Appeal from a judgment of the Livingston County Court (Robert B. Wiggins, J.), rendered June 5, 2007. The judgment convicted defendant, upon a jury verdict, of assault in the second degree and criminal possession of a weapon in the fourth degree.
It is hereby ordered that the judgment so appealed from is unanimously affirmed.

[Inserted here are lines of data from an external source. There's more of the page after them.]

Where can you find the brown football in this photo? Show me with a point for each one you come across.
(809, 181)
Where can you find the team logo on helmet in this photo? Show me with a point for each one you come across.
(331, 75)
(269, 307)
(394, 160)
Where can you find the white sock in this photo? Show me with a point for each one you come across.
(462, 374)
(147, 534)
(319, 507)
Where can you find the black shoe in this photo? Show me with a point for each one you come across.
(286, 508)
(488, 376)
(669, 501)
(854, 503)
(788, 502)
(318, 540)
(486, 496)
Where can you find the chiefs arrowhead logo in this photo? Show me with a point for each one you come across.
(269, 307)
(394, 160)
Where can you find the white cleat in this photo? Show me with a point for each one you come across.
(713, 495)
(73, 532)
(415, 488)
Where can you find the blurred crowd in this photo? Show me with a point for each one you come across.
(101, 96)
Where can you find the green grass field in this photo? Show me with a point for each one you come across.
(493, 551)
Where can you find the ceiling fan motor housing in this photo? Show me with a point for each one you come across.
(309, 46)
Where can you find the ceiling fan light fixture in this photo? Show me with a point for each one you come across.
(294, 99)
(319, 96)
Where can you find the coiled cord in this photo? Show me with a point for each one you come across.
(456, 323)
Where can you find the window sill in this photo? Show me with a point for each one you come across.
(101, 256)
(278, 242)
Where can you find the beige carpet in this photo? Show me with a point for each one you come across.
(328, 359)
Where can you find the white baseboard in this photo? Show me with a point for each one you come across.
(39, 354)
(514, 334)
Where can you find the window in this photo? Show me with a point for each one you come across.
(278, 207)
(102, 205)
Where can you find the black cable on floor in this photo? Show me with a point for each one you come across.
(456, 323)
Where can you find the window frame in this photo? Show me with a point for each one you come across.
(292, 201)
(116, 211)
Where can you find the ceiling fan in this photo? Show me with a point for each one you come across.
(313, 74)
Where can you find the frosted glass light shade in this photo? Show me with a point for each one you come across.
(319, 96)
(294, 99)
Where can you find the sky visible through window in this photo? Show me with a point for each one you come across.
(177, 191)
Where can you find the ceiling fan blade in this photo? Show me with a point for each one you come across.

Memorandum: Defendant appeals from a judgment convicting him upon a jury verdict of assault in the second degree (Penal *1272Law § 120.05 [2]) and criminal possession of a weapon in the fourth degree (§ 265.01 [2]). We reject defendant’s contention that County Court erred in requiring defendant to provide a DNA sample. Although the People requested the DNA sample after the 45-day statutory period for discovery had elapsed (see CPL 240.90 [1]), we conclude under the circumstances of this case that the motion was properly granted for “good cause shown” before the commencement of the trial (id.). The People established that the DNA test results from the knife used to stab the victim would result in material and relevant evidence (see People v Shields, 155 AD2d 978 [1989], lv denied 75 NY2d 818 [1990]), and “the delay itself did not cause defendant any prejudice” (People v Lewis, 44 AD3d 422, 422-423 [2007], lv denied 9 NY3d 1035 [2008]; see also People v Jenkins, 98 NY2d 280 [2002]). We also reject defendant’s contention that the verdict is against the weight of the evidence (see generally People v Bleakley, 69 NY2d 490, 495 [1987]). Finally, the sentence is not unduly harsh or severe. Present—Scudder, P.J., Hurlbutt, Martoche, Green and Gorski, JJ.